BIC is not going to be an effective criterion for model selection in this case. The authors of ChromHMM performed an integrative analysis of chromatin states using the ENCODE data, which found that both BIC and AIC favored models with more states than would be considered intelligible (in terms of deciphering biological significance) to humans. See Hoffman et al. (Nucleic Acids Research, 2013) for more details. If I recall correctly, in this particular case the authors chose to set the number of states to 25.
The issue is that we can't necessarily expect BIC/AIC to produce the most parsimonious model in this case because increasing the number of states (and therefore the number of parameters) results in an increased likelihood that is greater than the penalty for new parameters. It's not immediately apparent if the relatively high number of states selected by BIC/AIC reflects genuine complexity in biological chromatin states or a tendency toward overfitting. Unfortunately, the functional/biological significance of a great number of model states can only be resolved at the lab bench, and there aren't (currently) any great methods to probe the functional consequences of combinatorial chromatin configurations at scale.
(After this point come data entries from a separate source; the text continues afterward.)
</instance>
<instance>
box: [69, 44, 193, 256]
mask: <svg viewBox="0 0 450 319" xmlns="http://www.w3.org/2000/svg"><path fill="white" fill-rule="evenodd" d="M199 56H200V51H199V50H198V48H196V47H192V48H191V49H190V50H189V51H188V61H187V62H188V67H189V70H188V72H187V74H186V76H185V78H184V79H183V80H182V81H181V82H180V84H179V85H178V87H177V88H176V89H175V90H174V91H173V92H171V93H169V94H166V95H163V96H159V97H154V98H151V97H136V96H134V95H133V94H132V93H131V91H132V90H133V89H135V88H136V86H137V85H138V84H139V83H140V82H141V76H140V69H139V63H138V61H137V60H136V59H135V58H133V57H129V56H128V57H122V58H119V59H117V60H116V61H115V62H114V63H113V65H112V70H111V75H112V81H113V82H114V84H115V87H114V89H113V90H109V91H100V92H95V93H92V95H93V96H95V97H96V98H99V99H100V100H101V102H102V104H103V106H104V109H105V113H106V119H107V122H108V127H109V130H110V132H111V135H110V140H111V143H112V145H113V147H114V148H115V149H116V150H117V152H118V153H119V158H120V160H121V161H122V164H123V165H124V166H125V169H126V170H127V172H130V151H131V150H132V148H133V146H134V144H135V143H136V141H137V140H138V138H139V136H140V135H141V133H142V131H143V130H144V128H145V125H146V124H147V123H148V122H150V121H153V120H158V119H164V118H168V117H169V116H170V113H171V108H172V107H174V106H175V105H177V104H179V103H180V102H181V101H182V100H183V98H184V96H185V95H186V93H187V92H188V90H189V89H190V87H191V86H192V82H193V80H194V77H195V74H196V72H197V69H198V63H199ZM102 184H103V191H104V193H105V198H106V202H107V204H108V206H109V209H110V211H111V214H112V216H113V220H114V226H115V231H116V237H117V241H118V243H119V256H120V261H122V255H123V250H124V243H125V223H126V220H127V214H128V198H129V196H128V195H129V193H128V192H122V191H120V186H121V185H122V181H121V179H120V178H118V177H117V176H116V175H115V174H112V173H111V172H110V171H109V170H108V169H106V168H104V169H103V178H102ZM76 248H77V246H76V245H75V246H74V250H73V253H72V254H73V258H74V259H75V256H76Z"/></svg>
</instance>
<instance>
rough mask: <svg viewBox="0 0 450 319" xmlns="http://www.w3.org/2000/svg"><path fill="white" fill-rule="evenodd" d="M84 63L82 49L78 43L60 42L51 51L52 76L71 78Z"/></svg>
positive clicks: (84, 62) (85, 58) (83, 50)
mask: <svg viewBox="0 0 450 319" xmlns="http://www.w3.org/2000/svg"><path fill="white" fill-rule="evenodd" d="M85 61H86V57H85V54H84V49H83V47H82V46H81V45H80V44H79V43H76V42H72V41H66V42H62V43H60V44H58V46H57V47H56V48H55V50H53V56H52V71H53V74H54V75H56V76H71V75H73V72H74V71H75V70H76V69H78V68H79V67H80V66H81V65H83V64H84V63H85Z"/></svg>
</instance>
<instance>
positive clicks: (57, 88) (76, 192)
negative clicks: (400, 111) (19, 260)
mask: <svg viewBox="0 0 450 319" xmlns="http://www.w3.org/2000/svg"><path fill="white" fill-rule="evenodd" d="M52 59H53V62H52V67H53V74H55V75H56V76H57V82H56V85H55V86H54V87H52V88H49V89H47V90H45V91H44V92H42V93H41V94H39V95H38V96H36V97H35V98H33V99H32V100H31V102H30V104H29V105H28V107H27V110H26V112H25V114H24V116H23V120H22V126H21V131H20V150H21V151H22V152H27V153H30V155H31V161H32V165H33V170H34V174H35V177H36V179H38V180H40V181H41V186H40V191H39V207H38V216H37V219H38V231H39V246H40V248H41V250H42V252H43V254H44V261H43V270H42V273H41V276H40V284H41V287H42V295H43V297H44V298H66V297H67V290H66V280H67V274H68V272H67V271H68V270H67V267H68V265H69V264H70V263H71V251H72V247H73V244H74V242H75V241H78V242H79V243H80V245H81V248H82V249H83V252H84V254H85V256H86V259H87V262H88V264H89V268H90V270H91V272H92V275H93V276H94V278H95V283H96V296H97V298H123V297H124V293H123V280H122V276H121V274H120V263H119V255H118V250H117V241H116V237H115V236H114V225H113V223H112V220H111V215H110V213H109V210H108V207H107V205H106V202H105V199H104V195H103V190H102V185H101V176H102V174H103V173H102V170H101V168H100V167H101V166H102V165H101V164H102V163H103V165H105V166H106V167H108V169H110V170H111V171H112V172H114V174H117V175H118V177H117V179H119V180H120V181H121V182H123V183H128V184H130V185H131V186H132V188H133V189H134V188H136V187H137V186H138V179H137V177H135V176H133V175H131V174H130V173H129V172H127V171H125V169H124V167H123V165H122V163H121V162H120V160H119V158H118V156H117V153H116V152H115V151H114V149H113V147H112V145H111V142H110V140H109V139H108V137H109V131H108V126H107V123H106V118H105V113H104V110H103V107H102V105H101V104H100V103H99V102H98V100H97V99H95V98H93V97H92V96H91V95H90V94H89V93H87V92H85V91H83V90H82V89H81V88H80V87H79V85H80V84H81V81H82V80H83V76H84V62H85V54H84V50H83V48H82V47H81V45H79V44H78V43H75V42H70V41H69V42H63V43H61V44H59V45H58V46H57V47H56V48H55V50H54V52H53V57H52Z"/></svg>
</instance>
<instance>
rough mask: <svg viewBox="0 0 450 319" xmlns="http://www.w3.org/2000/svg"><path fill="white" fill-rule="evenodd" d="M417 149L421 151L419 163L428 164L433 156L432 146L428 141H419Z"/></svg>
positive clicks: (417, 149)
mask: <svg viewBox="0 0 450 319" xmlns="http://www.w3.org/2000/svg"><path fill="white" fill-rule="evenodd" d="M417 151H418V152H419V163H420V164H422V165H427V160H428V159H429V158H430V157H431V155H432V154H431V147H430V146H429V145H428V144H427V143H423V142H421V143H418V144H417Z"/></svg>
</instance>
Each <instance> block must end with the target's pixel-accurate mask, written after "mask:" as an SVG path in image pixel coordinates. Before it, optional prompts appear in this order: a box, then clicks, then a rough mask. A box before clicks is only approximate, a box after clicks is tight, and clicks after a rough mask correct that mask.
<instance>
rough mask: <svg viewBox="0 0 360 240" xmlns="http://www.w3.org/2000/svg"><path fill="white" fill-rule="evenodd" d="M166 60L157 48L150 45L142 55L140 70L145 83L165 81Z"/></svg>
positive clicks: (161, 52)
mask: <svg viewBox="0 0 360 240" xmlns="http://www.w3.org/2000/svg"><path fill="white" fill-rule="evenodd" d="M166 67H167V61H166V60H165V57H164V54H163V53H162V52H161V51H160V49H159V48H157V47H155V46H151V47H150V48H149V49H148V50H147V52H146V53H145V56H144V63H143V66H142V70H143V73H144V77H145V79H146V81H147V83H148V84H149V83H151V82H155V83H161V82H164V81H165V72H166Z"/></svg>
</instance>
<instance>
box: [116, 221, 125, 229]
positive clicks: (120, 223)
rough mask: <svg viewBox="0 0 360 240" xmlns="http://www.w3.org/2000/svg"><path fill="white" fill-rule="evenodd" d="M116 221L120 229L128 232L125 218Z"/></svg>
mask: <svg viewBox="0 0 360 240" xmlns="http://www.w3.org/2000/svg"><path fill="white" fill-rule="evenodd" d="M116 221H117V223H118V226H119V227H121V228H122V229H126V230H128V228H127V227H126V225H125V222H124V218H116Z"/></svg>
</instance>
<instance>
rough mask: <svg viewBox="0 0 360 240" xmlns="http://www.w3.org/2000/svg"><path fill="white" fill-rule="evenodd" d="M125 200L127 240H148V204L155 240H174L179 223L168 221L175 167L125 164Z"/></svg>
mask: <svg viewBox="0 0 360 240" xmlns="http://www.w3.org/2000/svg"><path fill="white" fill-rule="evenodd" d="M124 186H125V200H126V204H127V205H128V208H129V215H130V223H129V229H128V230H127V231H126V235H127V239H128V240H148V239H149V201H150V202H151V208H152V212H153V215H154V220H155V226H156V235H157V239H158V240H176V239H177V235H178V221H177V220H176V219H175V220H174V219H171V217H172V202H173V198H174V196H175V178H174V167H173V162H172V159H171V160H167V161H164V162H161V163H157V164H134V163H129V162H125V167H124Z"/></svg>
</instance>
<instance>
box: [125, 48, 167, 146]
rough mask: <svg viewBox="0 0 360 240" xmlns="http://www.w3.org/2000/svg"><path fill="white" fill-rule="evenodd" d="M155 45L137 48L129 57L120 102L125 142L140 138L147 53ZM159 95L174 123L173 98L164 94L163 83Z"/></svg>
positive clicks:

You may also consider the Epigenome Roadmap Atlas Project as a source of community standards in this regard. While not fully published, the analysis group integrated ~127 epigenomes using five histone marks to fit ChromHMM models ranging from 10-25 states. In the end, the 15 state model was selected as an appropriate balance of model complexity vs. interpretability. Using additional histone marks/TFs would likely mean that the optimal trade-off between complexity and interpretability would shift to a model with an even greater number of states.
At this point, interpretability as it applies to the biological research community is a moving standard defined by relative redundancy of states when comparing the segmented genome to other gold-standard functional annotations (like TSSs, gene bodies, enhancers, etc). The logic is, of course, decidedly circular: it's quite possible that more complex models accurately describe functional categories of chromatin elements that we aren't equipped to detect because our limited library of secondary annotations provides no basis for understanding them. In other words, we only see what we already know.